Bell, Book and Candle

Pleasant romantic comedy missing magical spark, writes Anne-Marie Marquess

When a witch sets her sights on a mere mortal, the man doesn’t stand a chance, even if he is engaged to be married. In Bell, Book and Candle, New York socialite Gillian Holroyd plans to woo successful publisher Shep within the week, with or without the aid of spells or potions. Fuelled by green-eyed jealousy, Holroyd's supernatural powers work wonders until things start to get complicated with the introduction of a meddling aunt, a mischief making brother, and an author-cum-witchhunter who’s out to expose the magical goings on in 1950s high society Manhattan. 

The romantic comedy, Bell, Book and Candle is a pleasant adaptation of the popular play by award-winning playwright John Van Druten, a closet homosexual, in this case, writing about closet witches!

This version at the Baby Grand, was directed by Colin Carnegie and brought to us by the Centre Stage Theatre Company. Having watched the slick and stylish 1958 movie of the same name starring Kim Novak and James Stewart, and learning that it was this play that inspired the hit 1970s TV series Bewitched, I was preparing to be charmed.

The play opened with the female lead (Jojo Burdett) perched by the window in her New York apartment stroking her cat - not a black familiar or a prissy Persian, but a fluffy tabby. Not a real one, or indeed a realistic looking fake, but Pyewacket had his uses.

The set consisted of a backdrop of bookcases with an assortment of relics and ornaments, including candles that fail to ignite - much like the chemistry between our two main characters. But then the course of true love never did run smoothly. And when you know you’ve put a spell on someone and things could slip up at any time, it’s maybe not the best footing for a relationship.

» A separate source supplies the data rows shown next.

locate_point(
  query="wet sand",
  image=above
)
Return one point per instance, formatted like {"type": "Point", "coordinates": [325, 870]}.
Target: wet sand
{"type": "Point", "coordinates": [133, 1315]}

The first character on-stage was Shep Henderson (Mark Claney), a jovial cross between the character Darren from Bewitched and the comic actor Jim Carrey, providing stark contrast to Gillian Holroyd, (Burdett) who weaves her magic to entice him into her world, her glittering eye make-up enhancing every glare, stare and delightfully dramatic expression.

Next is the awesome Aunt Queenie Holroyd (Roma Tomelty) who shines, sparkles and captivates with her array of flamboyant costumes and exuberant performance. The brother, Nicky Holroyd (Connor Morrison), a vibrant red-head, is terrifically upbeat and entertaining as a warlock that enjoys a good stir. When Mr Sydney Redlitch (Gordon Fulton) enters the room, he immediately injects his strong personality and comic ability - a truly superb character. He wears a black Russian hat and likes a good spirit, well to knock back anyway!

There could have been more of a bewitching ambience to the play. When spells are performed, perhaps a more dramatic or macabre atmosphere could have been conjured up through clever use of lighting, sound or special effects. I was never spooked, but then the magic of Bell, Book and Candle isn’t that of Charmed, Practical Magic or The Craft - it’s an elegant, upmarket, stylised form of witchcraft that tries to capture the class of an era gone by.

With all three acts taking place in an apartment, I would have welcomed a trip to the Zodiac Club - if only for a change of scenery. Taking a trip to the tantalising witches' den would have been an eye-opening diversion from our cosy quarters. Every time the bell went, I hoped we might get to venture outside. And there are plenty of bells in this play - door bells, signifying the arrival of each new character on stage and often ringing at intense moments. The telephone provides conversation with the characters we don’t see, such as Merle Kittredge, Gillian’s arch enemy and Shep’s doomed fiancé.

An exciting and contrasting cauldron of characters keep your interest simmering, as trouble is always brewing in Centre Stage’s colourful concoction. But was it potent enough or were some of the ingredients missing? Despite the terrific cast, the play failed to captivate. I wasn’t spellbound, spooked or even surprised, but I was entertained. Having seen the original movie and being a Bewitched fan, I was looking forward to watching this and it was enjoyable, but I felt it needed a little more, well, magic!